Hizmet akdine tabi çalışmaları nedeniyle zorunlu sigortalılık sürelerinin tespiti talebi ile işveren aleyhine açılan davalarda, dava Kuruma resen ihbar edilir. İhbar üzerine davaya davalı yanında fer'î müdahil olarak katılan Kurum, yanında katıldığı taraf başvurmasa dâhi kanun yoluna başvurabilir. Kurum, yargılama sonucu verilecek kararı kesinleştikten sonra uygulamakla yükümlüdür.”
Dava öncesi kuruma başvurusu bulunmayan davacı, 04.05.2015 tarihinde açtığı iş bu davayla, 15.06.1983 tarihinin sigorta başlangıcı olarak tespitini istemiştir.
Yukarıda belirtilen 6100 sayılı Hukuk Muhakemeleri Kanunu'nun 114/2. Fıkrasındaki düzenleme gözetildiğinde, 6100 sayılı Hukuk Muhakemeleri Kanun'u dışındaki kanunlar ile de dava şartı düzenlenebileceği anlaşılmaktadır.

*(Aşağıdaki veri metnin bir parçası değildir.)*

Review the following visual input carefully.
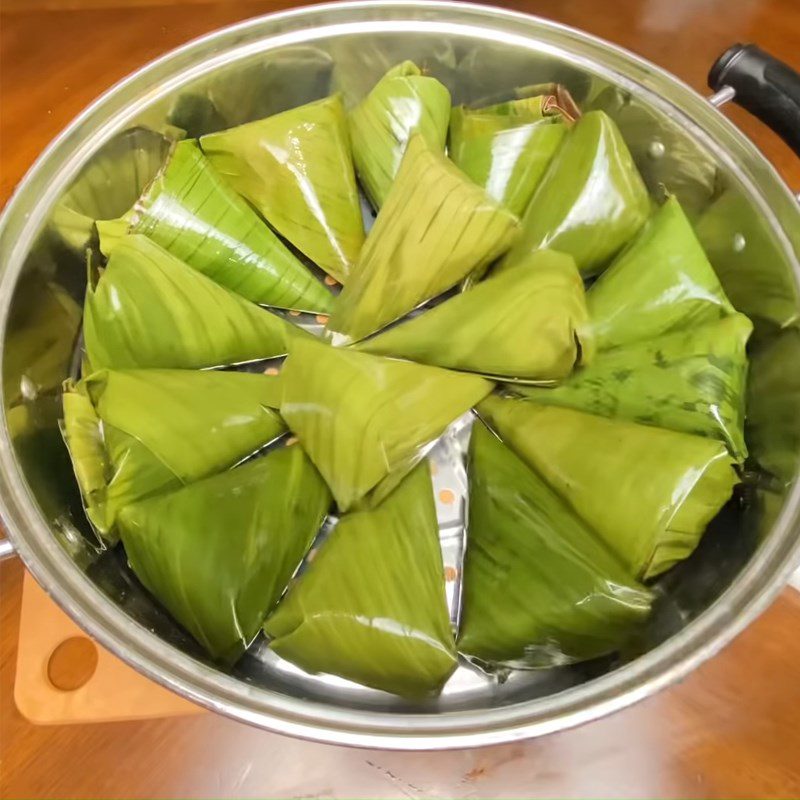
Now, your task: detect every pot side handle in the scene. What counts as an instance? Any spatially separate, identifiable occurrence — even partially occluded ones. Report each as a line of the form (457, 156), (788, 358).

Dava şartları, mahkemenin davanın esası hakkında yargılamanın devamı için gerekli olan şartlardır. Diğer bir anlatımla; dava şartları, dava açılabilmesi için değil mahkemenin davanın esasına girebilmesi için aranan kamu düzeni ile ilgili zorunlu koşullardır.
HMK’nun 115/2. maddesindeki “Mahkeme, dava şartı noksanlığını tespit ederse davanın usulden reddine karar verir. Ancak, dava şartı noksanlığının giderilmesi mümkün ise bunun tamamlanması için kesin süre verir. Bu süre içinde dava şartı noksanlığı giderilmemişse davayı dava şartı yokluğu sebebiyle usulden reddeder” düzenleme gereğince, eksik olan bir dava şartı, belirli bir süre verilerek giderilebilecek ise hâkim tarafından eksikliğin giderilmesi için kesin süre verilmesi gerekir. Bu süre içinde dava şartı eksikliği tamamlanmaz ise dava, dava şartı yokluğu sebebiyle usûlden reddedilmelidir.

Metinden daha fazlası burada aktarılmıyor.